Table of Contents
What's Cooking? Classification of recipes into cuisines according to ingredients
Source of data
Description of the dataset
The dataset was downloaded from the American recipe website Yummly (www.yummly.com) and contains almost 40,000 recipes and 6700 ingredients. Each recipe is classified (by their author) into one of the cuisine categories (e.g. British, Japanese, Mexican), and each contains a set of ingredients needed to cook given food (e.g. water, vegetable oil, wheat, salt; no quantities are given). I downloaded the original JSON format file from Kaggle and prepared two versions of tables for further use, both having columns representing individual ingredients. In the first, complete version (with > 40,000 rows), each row represents the original recipe, with a value 1 for each ingredient present in that recipe. In the second, aggregated table (with 20 rows), each row contains one cuisine, and values in the cells represent counts of how many times in recipes from a given cuisine a given ingredient was used.
Locality
Global (I assume), but perhaps with geographic bias (since www.yummly.com is an American server)
Data for download
File name | File type | Description |
---|---|---|
recipes_cuisines.txt | tab-delimited txt format | Contains Cuisines × ingredients table (20 cuisines in rows, 6714 ingredients in columns, cell values equal to the count of recipes of give cuisine mentioning given ingredient) |
recipes_cuisines_count.txt | tab-delimited txt format | Contains two column, cuisine and the count of recipes in the dataset assigned to this cuisine. |
recipes_long.txt | tab-delimited txt format | All recipes in a long format, containing recipe ID, cuisine, and ingredients. Need to be reshaped into wide format for analysis (code included in the section for direct upload of data into R) |
Script for direct import of data to R
Cuisine x ingredients table and recipe count table
library (readr) recipes_cuisines <- read_delim ('https://raw.githubusercontent.com/zdealveindy/anadat-r/master/data/recipes_cuisines.txt') recipes_cuisines_count <- read_delim ('https://raw.githubusercontent.com/zdealveindy/anadat-r/master/data/recipes_cuisines_count.txt')

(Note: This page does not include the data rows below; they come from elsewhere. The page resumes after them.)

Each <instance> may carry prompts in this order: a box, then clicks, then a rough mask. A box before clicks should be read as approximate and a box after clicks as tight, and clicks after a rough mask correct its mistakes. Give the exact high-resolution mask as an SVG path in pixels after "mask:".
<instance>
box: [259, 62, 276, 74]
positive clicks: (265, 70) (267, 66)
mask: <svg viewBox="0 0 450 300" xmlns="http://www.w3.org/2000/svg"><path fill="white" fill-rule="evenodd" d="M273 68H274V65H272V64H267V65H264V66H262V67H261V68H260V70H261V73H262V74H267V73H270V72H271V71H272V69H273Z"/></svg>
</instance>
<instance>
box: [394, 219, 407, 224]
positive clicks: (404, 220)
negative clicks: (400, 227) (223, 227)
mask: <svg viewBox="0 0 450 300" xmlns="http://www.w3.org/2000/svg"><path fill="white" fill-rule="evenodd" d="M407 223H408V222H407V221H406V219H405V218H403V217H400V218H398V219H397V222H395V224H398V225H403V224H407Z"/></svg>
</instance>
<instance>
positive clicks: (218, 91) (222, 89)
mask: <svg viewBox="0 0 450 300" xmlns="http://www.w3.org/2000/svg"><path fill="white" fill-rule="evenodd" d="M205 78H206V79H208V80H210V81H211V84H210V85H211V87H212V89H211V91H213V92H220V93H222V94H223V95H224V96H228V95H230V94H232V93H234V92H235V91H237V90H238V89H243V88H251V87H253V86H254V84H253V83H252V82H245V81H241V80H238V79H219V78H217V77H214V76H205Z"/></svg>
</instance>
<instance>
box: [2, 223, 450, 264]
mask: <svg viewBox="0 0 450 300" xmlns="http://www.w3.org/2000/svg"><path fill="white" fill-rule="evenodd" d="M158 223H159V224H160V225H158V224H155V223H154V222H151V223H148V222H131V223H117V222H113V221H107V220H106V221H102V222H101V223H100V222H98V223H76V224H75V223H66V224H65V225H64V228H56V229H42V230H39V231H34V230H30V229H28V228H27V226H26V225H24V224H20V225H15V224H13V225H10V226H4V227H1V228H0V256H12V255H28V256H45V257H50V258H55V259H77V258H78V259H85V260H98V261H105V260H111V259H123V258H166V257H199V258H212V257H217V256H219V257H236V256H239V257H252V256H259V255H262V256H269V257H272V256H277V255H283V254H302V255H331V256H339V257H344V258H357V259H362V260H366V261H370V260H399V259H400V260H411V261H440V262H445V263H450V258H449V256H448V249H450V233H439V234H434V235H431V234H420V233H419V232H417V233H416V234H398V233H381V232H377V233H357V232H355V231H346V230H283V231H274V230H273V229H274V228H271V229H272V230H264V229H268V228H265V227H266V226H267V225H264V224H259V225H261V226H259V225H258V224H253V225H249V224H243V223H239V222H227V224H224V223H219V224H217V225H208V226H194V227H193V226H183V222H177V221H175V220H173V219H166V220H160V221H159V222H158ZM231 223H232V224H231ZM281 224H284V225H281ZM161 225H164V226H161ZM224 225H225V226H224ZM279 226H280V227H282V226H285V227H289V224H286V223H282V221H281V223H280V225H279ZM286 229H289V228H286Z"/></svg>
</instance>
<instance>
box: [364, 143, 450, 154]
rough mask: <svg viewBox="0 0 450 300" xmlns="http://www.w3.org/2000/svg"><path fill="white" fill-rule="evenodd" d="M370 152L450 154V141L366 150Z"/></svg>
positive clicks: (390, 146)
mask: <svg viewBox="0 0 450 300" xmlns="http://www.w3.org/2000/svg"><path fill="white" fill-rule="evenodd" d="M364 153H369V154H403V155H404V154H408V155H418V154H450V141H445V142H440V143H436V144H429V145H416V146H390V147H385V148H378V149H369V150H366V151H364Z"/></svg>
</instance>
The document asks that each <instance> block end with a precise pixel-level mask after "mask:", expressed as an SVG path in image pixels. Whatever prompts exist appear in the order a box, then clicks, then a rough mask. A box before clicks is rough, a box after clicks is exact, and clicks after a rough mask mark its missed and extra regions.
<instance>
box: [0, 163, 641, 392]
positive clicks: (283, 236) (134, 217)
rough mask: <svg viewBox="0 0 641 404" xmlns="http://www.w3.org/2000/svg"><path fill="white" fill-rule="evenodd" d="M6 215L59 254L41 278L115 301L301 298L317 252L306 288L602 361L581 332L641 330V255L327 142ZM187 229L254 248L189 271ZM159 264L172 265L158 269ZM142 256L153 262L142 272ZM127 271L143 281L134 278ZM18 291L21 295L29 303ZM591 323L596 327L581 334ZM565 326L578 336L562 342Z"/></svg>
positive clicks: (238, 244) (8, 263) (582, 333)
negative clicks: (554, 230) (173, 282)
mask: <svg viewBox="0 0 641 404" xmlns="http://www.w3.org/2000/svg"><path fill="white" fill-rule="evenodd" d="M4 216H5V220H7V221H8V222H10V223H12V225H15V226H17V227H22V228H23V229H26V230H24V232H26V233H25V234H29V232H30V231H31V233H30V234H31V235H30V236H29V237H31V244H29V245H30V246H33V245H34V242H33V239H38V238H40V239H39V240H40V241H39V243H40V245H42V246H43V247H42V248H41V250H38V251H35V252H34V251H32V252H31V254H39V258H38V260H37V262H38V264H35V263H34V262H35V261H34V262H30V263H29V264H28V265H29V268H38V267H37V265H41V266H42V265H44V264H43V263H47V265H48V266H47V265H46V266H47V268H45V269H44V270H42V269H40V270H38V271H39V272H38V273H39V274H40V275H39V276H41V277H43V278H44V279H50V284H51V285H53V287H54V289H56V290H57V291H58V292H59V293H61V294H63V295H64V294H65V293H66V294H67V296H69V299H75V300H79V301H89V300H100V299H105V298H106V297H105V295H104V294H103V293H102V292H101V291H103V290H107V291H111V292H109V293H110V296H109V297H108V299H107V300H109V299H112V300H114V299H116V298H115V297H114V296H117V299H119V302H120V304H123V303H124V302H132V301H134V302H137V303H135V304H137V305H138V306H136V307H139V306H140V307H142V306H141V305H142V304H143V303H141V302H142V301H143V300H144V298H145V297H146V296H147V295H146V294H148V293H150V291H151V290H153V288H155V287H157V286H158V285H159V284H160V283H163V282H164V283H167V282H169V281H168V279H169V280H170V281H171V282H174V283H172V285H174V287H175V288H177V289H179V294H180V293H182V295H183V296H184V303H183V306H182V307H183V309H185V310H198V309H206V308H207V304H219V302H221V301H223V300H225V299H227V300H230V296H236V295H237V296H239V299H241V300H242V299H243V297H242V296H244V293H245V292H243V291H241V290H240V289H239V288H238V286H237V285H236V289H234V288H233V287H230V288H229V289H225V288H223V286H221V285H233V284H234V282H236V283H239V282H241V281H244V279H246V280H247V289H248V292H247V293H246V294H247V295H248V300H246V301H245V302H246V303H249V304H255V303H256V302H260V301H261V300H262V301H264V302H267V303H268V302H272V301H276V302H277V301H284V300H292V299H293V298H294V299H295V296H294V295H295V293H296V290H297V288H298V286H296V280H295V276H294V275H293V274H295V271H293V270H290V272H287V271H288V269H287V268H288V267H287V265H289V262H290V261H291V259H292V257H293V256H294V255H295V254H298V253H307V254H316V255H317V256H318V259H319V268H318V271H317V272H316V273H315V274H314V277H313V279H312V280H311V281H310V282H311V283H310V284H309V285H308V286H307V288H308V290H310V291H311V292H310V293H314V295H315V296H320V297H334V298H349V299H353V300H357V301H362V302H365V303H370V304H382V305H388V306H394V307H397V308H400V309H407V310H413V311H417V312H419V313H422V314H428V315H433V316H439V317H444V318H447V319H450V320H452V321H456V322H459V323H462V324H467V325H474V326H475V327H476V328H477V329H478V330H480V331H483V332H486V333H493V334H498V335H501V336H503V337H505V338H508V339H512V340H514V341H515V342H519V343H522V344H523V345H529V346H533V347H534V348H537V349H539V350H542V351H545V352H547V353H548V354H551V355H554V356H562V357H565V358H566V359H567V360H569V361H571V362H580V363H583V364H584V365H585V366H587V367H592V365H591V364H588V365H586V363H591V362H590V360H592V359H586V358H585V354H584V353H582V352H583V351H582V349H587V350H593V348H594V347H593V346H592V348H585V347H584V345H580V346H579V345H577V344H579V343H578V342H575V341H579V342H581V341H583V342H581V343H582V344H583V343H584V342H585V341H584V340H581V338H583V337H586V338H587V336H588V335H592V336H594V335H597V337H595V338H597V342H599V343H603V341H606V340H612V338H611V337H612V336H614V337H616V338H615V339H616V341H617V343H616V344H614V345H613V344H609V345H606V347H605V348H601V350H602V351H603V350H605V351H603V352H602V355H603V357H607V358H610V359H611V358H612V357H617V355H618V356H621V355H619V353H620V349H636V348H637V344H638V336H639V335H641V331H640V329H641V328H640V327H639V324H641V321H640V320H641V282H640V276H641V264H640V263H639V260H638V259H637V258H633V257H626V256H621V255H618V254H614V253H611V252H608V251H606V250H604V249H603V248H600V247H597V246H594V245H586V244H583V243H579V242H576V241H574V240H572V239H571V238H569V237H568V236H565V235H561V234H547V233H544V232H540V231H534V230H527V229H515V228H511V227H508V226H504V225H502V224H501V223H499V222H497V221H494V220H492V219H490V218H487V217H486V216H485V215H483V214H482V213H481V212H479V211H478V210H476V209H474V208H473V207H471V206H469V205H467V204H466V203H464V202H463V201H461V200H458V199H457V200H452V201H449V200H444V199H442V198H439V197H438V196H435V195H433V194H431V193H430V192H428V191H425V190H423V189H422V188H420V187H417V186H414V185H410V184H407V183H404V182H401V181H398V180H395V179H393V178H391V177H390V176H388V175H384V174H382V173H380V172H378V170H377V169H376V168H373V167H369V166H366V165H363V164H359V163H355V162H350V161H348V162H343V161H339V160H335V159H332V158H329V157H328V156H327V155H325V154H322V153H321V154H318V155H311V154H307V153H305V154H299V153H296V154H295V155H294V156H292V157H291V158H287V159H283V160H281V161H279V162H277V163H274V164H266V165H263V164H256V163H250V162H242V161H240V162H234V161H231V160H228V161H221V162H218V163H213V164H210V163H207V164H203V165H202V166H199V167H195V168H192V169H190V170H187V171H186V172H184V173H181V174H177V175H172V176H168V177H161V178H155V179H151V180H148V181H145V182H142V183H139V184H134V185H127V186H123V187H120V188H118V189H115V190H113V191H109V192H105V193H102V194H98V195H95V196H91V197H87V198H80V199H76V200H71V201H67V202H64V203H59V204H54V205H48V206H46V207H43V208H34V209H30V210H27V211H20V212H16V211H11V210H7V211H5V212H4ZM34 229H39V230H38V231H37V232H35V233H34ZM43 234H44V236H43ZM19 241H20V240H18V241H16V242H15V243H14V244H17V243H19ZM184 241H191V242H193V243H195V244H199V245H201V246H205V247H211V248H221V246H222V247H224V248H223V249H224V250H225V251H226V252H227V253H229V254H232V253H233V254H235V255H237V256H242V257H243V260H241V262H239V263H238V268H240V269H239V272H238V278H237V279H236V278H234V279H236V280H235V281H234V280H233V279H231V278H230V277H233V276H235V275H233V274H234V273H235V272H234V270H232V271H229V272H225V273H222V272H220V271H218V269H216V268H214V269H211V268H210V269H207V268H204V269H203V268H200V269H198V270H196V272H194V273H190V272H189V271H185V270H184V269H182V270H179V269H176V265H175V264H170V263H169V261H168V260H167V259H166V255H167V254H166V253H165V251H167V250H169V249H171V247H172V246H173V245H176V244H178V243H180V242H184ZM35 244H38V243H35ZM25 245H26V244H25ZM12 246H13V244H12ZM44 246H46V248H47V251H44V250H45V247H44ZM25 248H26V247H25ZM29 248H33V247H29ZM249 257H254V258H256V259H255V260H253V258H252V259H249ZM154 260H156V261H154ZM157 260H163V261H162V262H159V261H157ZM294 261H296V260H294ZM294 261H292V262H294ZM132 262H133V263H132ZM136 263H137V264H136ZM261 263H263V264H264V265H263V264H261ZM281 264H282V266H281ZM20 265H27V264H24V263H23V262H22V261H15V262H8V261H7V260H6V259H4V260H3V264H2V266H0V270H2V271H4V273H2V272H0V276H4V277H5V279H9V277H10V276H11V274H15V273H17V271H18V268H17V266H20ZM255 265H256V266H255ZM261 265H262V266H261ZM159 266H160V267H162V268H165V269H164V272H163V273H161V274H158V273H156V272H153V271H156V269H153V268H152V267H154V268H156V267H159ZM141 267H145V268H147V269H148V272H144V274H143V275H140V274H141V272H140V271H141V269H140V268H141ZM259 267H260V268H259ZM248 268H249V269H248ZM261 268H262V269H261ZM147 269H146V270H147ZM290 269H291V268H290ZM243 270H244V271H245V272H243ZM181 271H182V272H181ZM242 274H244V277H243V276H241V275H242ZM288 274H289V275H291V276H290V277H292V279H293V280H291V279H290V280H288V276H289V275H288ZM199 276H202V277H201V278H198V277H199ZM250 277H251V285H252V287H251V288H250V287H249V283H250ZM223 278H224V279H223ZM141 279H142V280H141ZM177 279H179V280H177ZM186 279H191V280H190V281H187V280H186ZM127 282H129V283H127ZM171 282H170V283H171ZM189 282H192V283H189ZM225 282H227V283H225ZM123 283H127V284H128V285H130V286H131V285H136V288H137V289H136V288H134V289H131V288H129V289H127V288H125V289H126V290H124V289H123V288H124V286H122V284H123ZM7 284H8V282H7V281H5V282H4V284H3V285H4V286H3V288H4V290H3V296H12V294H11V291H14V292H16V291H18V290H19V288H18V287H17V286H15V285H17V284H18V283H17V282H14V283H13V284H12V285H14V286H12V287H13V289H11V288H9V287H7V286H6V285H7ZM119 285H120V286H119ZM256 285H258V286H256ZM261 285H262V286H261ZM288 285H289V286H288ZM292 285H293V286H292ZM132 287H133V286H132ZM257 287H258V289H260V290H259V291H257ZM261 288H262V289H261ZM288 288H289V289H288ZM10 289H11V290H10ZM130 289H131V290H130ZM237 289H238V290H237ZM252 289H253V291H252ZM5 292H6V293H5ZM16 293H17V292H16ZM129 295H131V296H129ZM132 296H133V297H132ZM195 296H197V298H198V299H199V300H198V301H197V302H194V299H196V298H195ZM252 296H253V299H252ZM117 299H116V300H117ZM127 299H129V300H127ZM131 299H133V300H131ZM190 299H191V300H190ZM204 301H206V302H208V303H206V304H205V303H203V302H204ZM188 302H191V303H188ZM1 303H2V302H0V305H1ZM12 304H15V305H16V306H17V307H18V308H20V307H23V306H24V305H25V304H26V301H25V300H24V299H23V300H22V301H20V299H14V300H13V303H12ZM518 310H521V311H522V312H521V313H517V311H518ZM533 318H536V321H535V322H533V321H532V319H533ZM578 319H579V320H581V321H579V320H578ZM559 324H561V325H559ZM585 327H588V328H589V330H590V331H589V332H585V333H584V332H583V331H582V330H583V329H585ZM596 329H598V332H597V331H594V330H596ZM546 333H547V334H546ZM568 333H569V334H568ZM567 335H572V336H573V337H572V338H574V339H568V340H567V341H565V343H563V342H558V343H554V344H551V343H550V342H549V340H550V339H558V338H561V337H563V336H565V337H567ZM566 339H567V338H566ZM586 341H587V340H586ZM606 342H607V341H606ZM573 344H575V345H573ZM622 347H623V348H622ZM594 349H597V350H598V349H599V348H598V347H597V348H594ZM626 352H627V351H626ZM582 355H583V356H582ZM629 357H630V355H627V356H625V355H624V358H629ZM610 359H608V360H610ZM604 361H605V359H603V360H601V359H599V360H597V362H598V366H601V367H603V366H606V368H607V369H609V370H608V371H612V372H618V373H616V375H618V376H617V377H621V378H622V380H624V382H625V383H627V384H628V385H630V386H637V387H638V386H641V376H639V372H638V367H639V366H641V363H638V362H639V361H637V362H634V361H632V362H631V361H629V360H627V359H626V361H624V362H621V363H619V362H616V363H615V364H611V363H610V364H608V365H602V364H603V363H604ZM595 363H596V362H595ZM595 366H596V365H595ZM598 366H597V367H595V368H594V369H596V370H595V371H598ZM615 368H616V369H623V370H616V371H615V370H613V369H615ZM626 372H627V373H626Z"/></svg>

Individual recipes (long format) and reshaping into wide format
recipes_long <- read_delim ('https://raw.githubusercontent.com/zdealveindy/anadat-r/master/data/recipes_long.txt') recipes_compl_tb <- as_tibble (recipes_long) %>% select (-cuisine) %>% mutate (presence = 1L) %>% pivot_wider (names_from = ingredients, values_from = presence, values_fn = sum, values_fill = 0L) recipes_compl <- as.data.frame (recipes_compl_tb) rownames (recipes_compl) <- recipes_compl_tb$id recipes_compl <- recipes_compl [,-1] recipes_compl_cuisine <- distinct (recipes_long[,-3])
The code used for reshaping the long data from recipes_long
results in two objects: recipes_compl
, a data.frame containing each recipe as a row and each ingredient as a column, with cell values a presence-absence data; and recipes_compl_cuisine
(a tibble) with recipe ID and cuisine to which the recipe was assigned on yummly.com.
References
- Dataset from Kaggle, downloaded from Yummly (yummly.com). Unknown author.